Kita sering ingin menjadi tokoh utama, berdiri di bawah sorot lampu paling hangat. Tapi tak kita sadari, lampu itu pun kadang menyilaukan—membuat kita lupa arah, lupa jeda, lupa bahwa tidak semua panggung membutuhkan suara yang paling keras. Ada peran-peran sunyi yang justru membenihkan makna, peran-peran kecil yang kelak dikenang lebih lama daripada tepuk tangan yang cepat menguap.
Para penonton datang seperti musim: singgah sebentar, mengomentari cuaca, lalu pergi tanpa benar-benar tahu badai apa yang sedang menggulung di dalam dada kita. Ironisnya, kita terlalu sering menata hidup berdasarkan bisik mereka, bukan berdasarkan suara sutradara semesta yang memanggil kita dengan lirih—suara yang hanya bisa didengar mereka yang mau diam sejenak.

Ketika alur hidup terasa kusut, kita menyalahkan takdir seolah ia pena yang goyah. Padahal mungkin kitalah yang tergesa, menyalin naskah tanpa hati, menghapal adegan dengan tergagap. Kita lupa bahwa setiap babak memiliki ritme; ada adegan yang harus dilambatkan, ada luka yang perlu dibiarkan mengembun sebelum sembuh. Namun kita sering mengabaikannya, lalu bertanya mengapa cerita terasa kehilangan rasa.
Kadang kita menatap panggung orang lain—panggung yang tampak terang seperti bulan purnama—dan kita iri pada cahaya itu. Kita lupa bahwa cahaya purnama pun lahir dari kegelapan; ia tidak bersinar tanpa malam yang menelannya. Kita tidak tahu bagaimana retaknya hati orang lain, tidak tahu suara apa yang mereka bisukan setiap kali tirai tertutup.
Jika lakon hidup terasa hambar atau terlalu kelam, jangan buru-buru mengganti jalan cerita. Mungkin yang perlu berubah bukan naskahnya, melainkan cara kita membacanya: dengan mata yang lebih teduh, dengan hati yang lebih sabar, dengan pasrah yang lebih dalam. Sebab bahkan halaman yang sama dapat mengungkapkan makna baru bila dibaca dengan cahaya yang berbeda.

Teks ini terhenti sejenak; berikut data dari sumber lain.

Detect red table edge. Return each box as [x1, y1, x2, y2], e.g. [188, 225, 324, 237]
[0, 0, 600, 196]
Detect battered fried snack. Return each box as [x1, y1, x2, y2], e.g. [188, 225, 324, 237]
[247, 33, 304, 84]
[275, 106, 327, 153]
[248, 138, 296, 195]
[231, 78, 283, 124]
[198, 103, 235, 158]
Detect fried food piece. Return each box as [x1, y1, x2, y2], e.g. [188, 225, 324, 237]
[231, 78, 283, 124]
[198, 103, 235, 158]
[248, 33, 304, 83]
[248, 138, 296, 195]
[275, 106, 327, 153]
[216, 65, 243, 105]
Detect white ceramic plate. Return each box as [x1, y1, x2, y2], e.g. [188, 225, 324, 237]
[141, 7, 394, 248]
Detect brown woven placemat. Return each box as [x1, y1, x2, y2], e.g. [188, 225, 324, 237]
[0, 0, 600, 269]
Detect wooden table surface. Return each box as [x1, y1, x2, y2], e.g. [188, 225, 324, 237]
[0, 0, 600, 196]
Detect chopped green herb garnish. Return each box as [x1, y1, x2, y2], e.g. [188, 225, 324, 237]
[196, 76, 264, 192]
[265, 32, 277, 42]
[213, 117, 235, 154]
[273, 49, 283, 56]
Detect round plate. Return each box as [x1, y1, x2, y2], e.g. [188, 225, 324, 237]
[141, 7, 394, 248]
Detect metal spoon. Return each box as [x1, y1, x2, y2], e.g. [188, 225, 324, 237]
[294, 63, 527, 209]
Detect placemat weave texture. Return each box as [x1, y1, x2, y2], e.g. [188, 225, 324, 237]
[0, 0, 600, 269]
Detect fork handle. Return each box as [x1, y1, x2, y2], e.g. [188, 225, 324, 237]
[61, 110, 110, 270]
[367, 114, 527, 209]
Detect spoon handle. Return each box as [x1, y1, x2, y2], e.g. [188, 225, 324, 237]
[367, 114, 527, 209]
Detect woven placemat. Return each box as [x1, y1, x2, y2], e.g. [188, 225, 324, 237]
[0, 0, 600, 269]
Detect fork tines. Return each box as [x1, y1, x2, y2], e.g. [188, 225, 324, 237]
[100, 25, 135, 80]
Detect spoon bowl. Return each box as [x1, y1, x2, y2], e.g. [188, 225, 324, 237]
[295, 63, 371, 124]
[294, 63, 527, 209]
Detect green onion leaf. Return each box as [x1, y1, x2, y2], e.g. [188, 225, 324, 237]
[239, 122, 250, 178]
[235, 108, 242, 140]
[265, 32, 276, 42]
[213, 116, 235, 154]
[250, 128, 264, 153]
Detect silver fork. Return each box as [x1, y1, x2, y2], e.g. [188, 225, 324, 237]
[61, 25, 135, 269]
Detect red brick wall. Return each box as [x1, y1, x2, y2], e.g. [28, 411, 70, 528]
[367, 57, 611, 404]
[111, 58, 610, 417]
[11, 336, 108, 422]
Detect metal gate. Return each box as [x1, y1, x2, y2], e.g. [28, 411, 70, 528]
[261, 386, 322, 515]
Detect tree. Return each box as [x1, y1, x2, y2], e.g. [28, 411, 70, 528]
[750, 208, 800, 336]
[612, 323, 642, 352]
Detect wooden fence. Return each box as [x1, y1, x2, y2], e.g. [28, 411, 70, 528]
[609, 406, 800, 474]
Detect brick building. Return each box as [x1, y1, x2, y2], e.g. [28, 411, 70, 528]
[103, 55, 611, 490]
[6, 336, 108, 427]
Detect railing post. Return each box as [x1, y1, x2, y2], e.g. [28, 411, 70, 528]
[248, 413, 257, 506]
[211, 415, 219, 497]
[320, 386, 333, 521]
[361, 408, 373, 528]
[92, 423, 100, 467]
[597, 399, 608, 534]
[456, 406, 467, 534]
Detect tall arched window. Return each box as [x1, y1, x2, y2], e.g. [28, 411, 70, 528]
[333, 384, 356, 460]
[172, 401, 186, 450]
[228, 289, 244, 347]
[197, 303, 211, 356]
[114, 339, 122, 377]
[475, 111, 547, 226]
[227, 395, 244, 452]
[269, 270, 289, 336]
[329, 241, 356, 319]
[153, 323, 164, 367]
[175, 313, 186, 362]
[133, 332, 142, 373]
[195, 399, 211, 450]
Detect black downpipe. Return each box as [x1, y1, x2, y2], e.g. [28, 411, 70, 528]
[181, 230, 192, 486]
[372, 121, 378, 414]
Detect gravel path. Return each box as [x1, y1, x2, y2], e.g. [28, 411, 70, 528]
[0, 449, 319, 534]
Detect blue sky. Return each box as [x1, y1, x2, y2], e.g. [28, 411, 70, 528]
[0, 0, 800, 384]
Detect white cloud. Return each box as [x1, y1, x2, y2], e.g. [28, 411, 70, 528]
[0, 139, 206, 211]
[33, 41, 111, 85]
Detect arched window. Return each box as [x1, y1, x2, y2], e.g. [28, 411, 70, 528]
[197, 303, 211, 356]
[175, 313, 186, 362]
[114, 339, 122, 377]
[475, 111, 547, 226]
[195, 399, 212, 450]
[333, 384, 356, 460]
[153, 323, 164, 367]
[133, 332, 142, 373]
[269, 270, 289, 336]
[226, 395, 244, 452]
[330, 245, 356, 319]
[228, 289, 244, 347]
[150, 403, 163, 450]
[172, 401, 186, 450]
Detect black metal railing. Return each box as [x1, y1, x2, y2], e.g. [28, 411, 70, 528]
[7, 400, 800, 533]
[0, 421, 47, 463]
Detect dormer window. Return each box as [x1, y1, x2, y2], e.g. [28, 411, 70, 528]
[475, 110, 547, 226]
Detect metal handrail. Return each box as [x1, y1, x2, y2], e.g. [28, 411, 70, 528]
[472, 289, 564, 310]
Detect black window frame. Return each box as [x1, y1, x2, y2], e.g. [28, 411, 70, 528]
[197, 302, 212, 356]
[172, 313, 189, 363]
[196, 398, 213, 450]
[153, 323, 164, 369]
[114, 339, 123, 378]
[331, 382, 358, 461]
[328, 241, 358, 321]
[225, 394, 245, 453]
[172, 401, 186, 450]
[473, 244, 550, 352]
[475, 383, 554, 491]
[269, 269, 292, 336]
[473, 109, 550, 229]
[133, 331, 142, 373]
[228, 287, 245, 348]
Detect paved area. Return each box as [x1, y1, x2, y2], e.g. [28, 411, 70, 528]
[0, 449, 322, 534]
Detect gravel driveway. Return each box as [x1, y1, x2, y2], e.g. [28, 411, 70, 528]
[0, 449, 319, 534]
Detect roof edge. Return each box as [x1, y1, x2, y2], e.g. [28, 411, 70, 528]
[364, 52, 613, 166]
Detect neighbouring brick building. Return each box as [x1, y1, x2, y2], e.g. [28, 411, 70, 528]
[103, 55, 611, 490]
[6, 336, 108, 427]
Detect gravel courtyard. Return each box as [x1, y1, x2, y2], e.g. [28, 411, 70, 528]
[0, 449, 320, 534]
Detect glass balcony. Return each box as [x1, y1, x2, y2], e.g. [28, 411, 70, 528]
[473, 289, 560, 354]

Mawas dirilah dalam hening tengah malam, saat dunia meredam suaranya. Dengar bagaimana hatimu bergetar—pelan, hampir tak terdengar—mengajarkan peran yang seharusnya kau mainkan. Tanyakan: Sudahkah aku jujur pada diriku sendiri? Sudahkah aku hidup, bukan sekadar bertahan di atas panggung?
Dan jika dunia berkata lakonmu membosankan, biarkan saja. Mereka hanya melihat dari kursi penonton; mereka tak pernah ikut menanggung badai yang harus kau taklukkan di balik layar.
Teruslah memainkan peranmu dengan ketulusan serupa hujan yang turun tanpa meminta balasan. Karena suatu hari nanti, ketika tirai ditutup perlahan dan lampu panggung meredup, kita mungkin baru mengerti bahwa hidup ini adalah sebuah puisi panjang—melankolis, penuh metafora, penuh kesunyian—namun justru itulah yang membuatnya indah untuk dijalani.